Figure 9.

Gene ontology (GO) and Heat map analysis of digitoxin-dependent genes in stratified primary tumors. (A) Principal Gene Ontology (GO) analysis by IPA of digitoxin effects on transcription profiling of mRNA. The principal drug effects on mRNA and microRNA expression is on Inflammatory Response (#1, P, 2 tailed = ca. 10 ⁻⁸) and Immunological Disease (#3, P, 2tailed = ca. 10 ⁻⁶). Other significant and relevant categories include Organismal Injury and Infectious Disease. (B) Secondary Gene Ontology (GO) analysis by IPA of digitoxin effects on Inflammation on transcription profiling of mRNA. Within the category of the “inflammatory response” shown in Part A, the top three sub-GO categories refer to adhesion and diapedesis (movement of cells from blood to tissue) for granulocytes and agranulocytes, and for leukocyte extravasation signaling (all with P, 2 tailed < 1EXP-5).

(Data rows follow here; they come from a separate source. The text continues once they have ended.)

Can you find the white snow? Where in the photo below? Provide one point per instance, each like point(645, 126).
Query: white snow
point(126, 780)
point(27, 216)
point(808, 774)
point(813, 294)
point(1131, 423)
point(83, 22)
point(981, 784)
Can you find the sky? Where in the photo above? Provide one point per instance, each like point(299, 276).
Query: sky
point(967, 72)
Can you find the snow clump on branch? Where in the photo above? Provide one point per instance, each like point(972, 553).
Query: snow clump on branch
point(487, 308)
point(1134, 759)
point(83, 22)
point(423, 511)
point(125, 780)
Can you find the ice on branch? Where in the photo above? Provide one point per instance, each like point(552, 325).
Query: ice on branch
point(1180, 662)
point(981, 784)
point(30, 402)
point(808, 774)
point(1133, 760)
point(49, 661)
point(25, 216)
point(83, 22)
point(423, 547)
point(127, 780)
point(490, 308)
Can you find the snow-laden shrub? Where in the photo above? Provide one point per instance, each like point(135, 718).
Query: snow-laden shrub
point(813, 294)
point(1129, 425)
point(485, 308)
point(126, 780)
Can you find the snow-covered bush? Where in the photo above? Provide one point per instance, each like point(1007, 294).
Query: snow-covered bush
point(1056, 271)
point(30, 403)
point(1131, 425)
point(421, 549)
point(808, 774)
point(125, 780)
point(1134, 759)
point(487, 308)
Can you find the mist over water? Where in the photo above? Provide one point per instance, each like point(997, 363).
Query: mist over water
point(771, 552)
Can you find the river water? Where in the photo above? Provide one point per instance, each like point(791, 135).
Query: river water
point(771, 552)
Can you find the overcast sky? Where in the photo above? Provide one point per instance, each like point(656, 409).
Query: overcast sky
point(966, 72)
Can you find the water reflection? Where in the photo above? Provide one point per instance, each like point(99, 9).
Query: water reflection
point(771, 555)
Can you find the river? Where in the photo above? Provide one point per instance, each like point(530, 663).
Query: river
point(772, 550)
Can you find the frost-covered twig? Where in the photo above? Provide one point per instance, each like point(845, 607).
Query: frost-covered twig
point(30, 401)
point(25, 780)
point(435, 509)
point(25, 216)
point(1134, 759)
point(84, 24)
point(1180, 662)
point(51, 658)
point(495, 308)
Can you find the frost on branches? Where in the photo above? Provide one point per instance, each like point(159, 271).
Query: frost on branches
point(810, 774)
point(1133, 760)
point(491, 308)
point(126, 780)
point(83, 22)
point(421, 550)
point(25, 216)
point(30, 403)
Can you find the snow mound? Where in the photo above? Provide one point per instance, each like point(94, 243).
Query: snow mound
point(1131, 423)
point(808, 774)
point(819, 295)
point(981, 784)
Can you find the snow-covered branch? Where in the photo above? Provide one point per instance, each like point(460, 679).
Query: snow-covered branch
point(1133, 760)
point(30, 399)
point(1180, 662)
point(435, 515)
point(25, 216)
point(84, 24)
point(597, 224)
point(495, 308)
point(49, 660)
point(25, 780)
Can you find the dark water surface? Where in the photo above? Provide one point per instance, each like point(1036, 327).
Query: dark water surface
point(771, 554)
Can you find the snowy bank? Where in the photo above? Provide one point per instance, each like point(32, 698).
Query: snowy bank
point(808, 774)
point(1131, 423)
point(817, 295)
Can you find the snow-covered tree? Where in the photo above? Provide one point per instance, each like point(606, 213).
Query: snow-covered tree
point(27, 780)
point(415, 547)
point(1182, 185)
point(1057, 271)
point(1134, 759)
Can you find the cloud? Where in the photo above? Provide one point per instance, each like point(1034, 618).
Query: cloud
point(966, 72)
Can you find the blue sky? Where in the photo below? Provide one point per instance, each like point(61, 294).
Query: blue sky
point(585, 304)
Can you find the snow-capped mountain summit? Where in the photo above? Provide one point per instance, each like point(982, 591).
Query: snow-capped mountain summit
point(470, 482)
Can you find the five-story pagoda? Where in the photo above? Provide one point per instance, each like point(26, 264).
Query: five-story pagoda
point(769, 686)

The fourth category is circadian rhythm signaling. (C) Effect of digitoxin on expression of Nfkb-driven mRNAs in stratified primary tumors. Among the top 15 genes in this category, 14, including Tgfbr2, are suppressed by treatment with digitoxin. (D) Effect of digitoxin on expression of Epithelia-to–Mesenchymal (EMT) mRNAs in stratified primary tumors. Of the 9 genes in this category, two are elevated (Aldh1a and Sfrp4) and 7 are reduced (Zeb4, Timp3, Cdh11, Tgfbr2, Wt-1, Axl, and Epas1).